After reading about Indianapolis’s Camp Morton in a vintage magazine he bought on E-Bay, James R. Hall was inspired to write a book outlining the horrors of the so-called model Union prison. “I felt that the stories of the prisoners should be made public in the modern era,” he said, as little has been written about the camp since the late 1800s.
Hall won a full tuition scholarship to Vincennes University, where he earned his degree in journalism. He earned a bachelor of arts degree from Trinity Seminary and his doctoral degree in holistic nutrition from Clayton College in Birmingham, Alabama. From 1979 to 1992, he was a writer for the Shelbyville (Ind.) News, an award-winning daily newspaper, and from 1995 to 1999, he was a feature writer for the Indianapolis Star.

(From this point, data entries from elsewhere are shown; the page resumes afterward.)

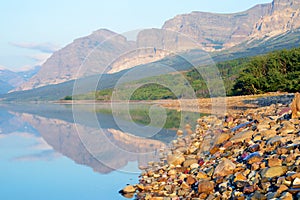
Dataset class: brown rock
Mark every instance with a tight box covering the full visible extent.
[247,155,263,165]
[230,130,255,143]
[196,171,208,179]
[277,185,289,194]
[215,133,230,144]
[260,129,276,139]
[268,158,282,167]
[279,192,293,200]
[209,145,220,155]
[293,178,300,187]
[234,172,247,182]
[251,191,267,200]
[261,166,287,178]
[181,182,190,189]
[243,185,255,194]
[186,176,197,185]
[214,158,236,177]
[167,154,185,166]
[198,180,215,194]
[121,185,135,194]
[291,92,300,119]
[183,159,198,167]
[176,130,183,136]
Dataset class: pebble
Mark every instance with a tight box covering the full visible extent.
[122,96,300,200]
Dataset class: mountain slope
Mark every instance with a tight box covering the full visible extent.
[0,30,300,101]
[0,66,40,94]
[8,0,300,91]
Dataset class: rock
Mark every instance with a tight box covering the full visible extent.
[120,185,136,194]
[190,163,199,169]
[293,178,300,187]
[196,171,208,180]
[291,92,300,119]
[277,185,289,194]
[230,130,255,143]
[215,133,230,145]
[167,154,185,166]
[214,158,236,177]
[251,191,267,200]
[181,182,191,189]
[261,166,287,178]
[198,180,215,194]
[243,185,255,194]
[279,192,293,200]
[249,144,260,153]
[183,159,198,167]
[176,130,183,136]
[267,135,283,145]
[168,169,177,176]
[260,129,276,139]
[186,176,197,185]
[268,158,282,167]
[233,172,247,182]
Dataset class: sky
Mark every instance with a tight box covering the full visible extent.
[0,0,271,71]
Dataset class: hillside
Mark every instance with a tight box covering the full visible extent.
[16,0,300,91]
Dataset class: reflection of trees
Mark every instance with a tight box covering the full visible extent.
[20,114,165,173]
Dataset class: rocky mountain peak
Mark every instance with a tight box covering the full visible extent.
[14,0,300,90]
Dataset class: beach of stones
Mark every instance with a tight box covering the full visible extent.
[121,94,300,200]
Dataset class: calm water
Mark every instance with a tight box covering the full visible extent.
[0,105,192,200]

As a freelance writer, Hall has published articles in The Saturday Evening Post, Contemporary Christian Magazine, Windstorm Magazine, Indiana Sports Magazine, The Indianapolis Star Magazine, Indianapolis Monthly Magazine, Babe Ruth International Magazine, United Press International, and Civil War Times Illustrated. His poetry has been published in White River Quarterly, an Indiana poetry anthology, and his freelance photography has been published in the Chicago Tribune. An article he wrote on jeep safety appeared on 60 Minutes, and he has written humor columns and opinion pieces for the New York Times News Service.
Hall lived in Shelbyville, Indiana, with his wife and son until his death in 2013.